A recent conference proved that flat earthers can change their minds. Just in the wrong direction.
Somehow, The Flat Earth Movement Is Just Getting Crazier

Last weekend, about 200 flat earthers gathered on what we assume was the ground floor of a three-star hotel in Birmingham for Britain's first ever Flat Earth Convention (or FLEA Con -- please get that trending). During the conference, these flat-minded people shared their most groundbreaking new theories, showing again that what they lack in traditional fact-checking, they more than make up for with moxie.

(For aesthetic reasons, this article has chosen to omit the words "whoa" and "man" at the start and end of every single sentence, respectively, though it is very much in the spirit of these claims to include them while reading.)

Unlike most conventions, this one seemed to be all about what topics don't actually exist. Stuff like gravity, apparently! One speaker confidently claimed that he had disproved planetary motion and a few centuries' worth of science just by tracking the moon in his back garden with a phone app and a camera. According to him, the only reason we all stick to the Earth is natural electromagnetism, furthering the fringe Flat Earth theory that the world is actually a massive fridge door.

If you're wondering which parts of this article are the jokes, the answer is: Yes.

What else doesn't exist? Australia. That's right, readers from Australia -- or should we say, paid actors -- your country is simply a clever cover-up for a mass criminal genocide in Victorian Britain. And all those sheeple who think they spent their year after college there, they've been duped. Pilots just fly around in circles for a couple of hours and then take you to South America, landing on a set with actors pretending it's a fictional Oceania continent. Or as we like to call it, doing a reverse Peter Jackson.

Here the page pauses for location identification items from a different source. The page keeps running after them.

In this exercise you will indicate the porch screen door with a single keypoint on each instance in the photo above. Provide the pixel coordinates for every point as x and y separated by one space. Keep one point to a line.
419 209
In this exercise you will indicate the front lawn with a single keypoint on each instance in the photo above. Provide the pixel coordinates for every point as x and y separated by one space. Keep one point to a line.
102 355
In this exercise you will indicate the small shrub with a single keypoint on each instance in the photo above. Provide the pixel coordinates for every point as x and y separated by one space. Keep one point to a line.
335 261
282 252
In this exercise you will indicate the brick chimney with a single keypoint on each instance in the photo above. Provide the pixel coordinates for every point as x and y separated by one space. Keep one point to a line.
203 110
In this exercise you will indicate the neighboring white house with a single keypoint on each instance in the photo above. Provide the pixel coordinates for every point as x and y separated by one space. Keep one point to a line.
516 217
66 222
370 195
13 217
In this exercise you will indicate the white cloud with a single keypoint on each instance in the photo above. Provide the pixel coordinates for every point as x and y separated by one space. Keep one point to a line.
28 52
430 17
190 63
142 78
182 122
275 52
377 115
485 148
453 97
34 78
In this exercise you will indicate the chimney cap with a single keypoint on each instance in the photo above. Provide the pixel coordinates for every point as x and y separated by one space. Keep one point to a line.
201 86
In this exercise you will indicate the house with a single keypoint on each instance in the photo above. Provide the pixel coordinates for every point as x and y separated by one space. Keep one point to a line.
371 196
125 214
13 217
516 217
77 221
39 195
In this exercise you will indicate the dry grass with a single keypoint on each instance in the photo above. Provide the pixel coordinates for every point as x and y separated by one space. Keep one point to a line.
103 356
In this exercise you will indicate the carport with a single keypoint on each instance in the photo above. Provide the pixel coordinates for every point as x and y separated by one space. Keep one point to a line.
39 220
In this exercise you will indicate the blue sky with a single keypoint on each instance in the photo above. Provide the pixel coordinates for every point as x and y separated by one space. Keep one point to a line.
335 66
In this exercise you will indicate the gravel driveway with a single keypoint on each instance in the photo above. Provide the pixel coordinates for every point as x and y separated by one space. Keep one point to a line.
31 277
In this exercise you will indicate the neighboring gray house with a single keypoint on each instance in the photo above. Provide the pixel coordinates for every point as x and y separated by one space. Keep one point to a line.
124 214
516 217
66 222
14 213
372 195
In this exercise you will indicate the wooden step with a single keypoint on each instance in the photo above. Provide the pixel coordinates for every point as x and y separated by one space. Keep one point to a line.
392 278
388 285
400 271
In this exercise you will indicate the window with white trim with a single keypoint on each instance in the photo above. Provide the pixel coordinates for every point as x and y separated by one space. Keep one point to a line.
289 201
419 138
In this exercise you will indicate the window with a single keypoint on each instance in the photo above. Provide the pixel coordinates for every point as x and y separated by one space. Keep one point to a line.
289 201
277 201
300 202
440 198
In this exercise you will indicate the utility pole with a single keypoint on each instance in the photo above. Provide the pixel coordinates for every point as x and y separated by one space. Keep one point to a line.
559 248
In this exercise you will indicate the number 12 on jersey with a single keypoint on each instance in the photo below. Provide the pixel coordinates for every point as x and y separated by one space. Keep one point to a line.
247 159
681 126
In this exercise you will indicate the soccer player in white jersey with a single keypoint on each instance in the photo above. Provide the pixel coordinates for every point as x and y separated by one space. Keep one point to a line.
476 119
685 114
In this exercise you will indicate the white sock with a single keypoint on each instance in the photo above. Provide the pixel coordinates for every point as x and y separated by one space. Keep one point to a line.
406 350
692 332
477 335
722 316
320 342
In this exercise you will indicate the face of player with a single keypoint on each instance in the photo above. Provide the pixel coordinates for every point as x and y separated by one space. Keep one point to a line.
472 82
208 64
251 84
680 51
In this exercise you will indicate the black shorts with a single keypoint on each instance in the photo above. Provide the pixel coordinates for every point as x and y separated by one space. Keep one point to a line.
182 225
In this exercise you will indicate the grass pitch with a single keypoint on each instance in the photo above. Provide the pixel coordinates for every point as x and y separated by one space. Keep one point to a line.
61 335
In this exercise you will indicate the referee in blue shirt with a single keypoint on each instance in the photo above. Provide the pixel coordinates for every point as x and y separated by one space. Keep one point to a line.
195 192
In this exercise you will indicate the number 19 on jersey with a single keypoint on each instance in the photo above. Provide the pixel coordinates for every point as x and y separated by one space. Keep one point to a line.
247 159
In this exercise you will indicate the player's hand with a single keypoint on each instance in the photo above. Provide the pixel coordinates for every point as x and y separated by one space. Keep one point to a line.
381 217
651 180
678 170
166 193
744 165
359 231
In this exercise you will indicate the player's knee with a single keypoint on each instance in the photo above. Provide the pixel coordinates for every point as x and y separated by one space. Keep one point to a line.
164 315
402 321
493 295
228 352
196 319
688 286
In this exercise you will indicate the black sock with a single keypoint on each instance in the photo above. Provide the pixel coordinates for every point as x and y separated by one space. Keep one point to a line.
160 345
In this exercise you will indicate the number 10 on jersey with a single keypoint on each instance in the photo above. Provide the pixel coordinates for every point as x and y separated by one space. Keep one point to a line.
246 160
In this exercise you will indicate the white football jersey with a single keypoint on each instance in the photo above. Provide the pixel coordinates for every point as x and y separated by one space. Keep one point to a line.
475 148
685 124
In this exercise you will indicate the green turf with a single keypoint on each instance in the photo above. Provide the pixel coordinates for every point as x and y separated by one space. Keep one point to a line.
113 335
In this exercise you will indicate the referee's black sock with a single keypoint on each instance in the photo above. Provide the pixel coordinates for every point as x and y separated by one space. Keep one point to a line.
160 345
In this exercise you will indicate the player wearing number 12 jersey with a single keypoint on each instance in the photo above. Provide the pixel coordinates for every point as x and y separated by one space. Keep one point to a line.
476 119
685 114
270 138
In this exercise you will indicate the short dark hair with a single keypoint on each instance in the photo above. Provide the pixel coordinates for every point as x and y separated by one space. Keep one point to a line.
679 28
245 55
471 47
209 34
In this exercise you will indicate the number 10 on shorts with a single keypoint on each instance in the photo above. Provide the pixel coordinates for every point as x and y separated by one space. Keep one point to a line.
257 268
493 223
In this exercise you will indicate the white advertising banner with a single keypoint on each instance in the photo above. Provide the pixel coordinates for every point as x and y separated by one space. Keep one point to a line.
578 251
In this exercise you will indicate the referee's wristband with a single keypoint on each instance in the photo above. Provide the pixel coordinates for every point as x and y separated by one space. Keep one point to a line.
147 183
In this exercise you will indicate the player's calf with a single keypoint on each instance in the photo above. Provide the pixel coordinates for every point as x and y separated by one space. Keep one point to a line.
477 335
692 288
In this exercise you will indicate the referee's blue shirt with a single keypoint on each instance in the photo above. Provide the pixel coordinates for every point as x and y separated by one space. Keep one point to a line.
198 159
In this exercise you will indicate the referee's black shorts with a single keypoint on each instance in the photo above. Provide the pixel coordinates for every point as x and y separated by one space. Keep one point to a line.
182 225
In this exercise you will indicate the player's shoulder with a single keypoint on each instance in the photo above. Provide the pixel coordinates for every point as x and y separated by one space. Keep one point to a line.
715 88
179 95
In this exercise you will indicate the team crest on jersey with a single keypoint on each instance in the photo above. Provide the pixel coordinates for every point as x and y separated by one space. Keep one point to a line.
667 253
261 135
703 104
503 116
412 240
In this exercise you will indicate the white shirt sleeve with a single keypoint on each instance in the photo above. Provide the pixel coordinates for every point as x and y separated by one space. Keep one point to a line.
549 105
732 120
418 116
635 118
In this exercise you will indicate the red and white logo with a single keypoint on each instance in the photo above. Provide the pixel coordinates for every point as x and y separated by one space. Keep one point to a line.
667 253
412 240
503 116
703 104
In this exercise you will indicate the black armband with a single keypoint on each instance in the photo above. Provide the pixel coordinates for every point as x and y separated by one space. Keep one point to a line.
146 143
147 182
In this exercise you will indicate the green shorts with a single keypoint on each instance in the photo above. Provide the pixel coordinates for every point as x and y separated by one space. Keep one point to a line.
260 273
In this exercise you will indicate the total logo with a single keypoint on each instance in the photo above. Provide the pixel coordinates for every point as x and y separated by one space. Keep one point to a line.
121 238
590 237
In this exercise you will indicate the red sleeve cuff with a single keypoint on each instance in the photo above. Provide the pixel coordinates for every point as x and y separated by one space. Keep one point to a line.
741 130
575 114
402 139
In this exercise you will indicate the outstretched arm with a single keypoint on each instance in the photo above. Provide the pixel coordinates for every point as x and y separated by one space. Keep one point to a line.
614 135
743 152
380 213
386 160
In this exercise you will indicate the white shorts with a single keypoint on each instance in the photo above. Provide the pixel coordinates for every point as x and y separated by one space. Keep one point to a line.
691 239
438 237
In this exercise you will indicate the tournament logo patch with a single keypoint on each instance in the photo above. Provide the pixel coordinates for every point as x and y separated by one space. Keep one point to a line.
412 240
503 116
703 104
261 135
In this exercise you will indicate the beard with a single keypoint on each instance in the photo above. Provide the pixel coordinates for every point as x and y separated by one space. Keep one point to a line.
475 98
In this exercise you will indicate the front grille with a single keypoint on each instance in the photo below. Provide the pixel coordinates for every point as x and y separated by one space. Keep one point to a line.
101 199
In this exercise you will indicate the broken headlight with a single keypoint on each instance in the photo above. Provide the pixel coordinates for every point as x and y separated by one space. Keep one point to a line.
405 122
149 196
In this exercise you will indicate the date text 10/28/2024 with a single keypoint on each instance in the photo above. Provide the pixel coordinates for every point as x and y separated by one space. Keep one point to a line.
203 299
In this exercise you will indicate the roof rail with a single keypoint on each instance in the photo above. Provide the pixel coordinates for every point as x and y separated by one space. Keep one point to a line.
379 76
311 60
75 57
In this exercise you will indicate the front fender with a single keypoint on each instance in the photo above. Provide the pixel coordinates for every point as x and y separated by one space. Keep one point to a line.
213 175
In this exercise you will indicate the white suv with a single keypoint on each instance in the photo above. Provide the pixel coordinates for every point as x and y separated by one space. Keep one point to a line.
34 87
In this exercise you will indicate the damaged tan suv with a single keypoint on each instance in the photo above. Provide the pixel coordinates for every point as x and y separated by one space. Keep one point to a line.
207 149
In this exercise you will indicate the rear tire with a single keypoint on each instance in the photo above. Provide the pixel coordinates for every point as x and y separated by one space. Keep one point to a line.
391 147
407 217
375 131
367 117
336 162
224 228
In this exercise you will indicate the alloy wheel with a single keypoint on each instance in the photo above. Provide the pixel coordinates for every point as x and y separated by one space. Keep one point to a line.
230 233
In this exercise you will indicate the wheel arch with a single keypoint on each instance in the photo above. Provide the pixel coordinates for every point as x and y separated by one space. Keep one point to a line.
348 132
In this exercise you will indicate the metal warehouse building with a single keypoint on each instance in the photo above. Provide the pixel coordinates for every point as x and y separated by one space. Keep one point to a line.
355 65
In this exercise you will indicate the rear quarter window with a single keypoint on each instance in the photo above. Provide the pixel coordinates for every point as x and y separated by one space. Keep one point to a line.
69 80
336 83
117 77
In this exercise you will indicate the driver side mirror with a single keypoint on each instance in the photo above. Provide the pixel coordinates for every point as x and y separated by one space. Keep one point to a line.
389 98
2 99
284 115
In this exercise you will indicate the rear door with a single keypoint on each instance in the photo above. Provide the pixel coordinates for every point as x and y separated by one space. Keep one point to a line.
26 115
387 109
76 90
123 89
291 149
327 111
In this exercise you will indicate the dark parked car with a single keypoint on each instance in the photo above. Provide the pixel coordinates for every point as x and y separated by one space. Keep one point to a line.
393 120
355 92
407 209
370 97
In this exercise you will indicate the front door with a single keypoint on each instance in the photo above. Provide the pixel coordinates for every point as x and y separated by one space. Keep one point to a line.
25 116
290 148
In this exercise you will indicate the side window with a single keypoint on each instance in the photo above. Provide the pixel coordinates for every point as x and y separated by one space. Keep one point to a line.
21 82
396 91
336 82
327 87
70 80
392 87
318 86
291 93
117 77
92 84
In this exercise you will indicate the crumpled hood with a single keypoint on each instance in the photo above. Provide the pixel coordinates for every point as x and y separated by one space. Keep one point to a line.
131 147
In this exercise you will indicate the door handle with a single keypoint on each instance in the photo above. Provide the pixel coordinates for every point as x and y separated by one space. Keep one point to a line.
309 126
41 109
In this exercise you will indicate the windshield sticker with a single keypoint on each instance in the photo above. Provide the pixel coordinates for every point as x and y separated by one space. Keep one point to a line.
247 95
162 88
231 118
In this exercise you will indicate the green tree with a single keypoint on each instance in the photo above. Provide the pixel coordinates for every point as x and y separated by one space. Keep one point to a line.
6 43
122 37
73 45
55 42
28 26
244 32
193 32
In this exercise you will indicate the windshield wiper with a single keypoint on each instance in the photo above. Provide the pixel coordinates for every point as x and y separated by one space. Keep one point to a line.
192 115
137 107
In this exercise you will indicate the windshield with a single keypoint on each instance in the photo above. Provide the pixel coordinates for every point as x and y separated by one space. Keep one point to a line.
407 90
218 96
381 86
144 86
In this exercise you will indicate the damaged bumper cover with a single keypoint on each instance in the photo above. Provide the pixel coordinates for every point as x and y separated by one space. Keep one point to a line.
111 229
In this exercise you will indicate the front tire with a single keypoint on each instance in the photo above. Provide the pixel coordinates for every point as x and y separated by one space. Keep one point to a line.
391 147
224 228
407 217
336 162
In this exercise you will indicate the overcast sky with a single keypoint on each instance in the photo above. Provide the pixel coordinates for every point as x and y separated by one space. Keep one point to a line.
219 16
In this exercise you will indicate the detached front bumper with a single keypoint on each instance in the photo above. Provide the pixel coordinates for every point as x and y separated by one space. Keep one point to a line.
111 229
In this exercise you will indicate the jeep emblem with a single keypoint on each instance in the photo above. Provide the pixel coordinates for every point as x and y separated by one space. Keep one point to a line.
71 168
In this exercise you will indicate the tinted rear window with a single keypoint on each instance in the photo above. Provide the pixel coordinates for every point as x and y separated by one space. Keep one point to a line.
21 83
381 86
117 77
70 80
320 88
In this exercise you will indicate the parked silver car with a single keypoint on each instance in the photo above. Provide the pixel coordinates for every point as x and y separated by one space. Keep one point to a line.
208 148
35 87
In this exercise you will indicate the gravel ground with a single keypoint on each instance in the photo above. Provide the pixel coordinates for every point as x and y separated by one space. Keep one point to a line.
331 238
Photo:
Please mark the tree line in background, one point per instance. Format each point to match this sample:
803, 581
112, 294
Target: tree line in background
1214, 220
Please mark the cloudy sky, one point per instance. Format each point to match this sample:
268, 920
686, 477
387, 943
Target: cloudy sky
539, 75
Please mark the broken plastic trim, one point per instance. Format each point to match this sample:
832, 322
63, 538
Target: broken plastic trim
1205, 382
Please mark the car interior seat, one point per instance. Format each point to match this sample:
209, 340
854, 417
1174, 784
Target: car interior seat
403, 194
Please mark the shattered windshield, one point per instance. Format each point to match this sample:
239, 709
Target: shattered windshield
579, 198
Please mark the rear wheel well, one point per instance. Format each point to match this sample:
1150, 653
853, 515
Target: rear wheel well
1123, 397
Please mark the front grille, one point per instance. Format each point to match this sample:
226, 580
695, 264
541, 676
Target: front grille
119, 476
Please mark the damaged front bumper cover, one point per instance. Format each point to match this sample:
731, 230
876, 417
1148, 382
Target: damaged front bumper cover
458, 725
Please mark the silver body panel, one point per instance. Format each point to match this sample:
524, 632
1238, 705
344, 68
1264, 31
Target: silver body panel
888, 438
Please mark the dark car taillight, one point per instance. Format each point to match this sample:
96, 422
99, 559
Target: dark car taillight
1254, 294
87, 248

In fact, current flat earthers are so set on disproving their entire reality that they even turn on their own traditional theories. Gone are the old, silly days of believing such nonsense like the Earth resting on the back of a giant turtle. The new "plausible" model is that our diamond-shaped world is simply firmly affixed to a set of pillars. Space pillars. Much more sensible.

The pillars themselves are still on turtles, obviously.

Even the old fear of being able to fall off this flat Earth of ours have now been roundly debunked through a simple yet revolutionary bit of nonsense called the "Pac-Man effect." See, you can't fall off the edges of the Earth because spacetime instead warps you back to the other side, like Pac-Man hitting an open end of the maze. And if they think Pac-Man proves anything, their minds are going blown when they discover parallax scrolling in a couple of years.

But if the conference proved one thing (which is one thing more than most of these manage), it's that the Flat Earth movement won't be going away any time soon. Organizers rightly pointed to their movement getting more popular with each day, citing "mistrust of governments" as one of the main reasons their super mega dumb beliefs now span all of the Earth's very sharp corners. And if hating governments is really what draws people to them, we look forward to half the world's population attending the Flat Earth convention in 2020 to discuss the possibility of the Earth resting on the back of Donkey Kong.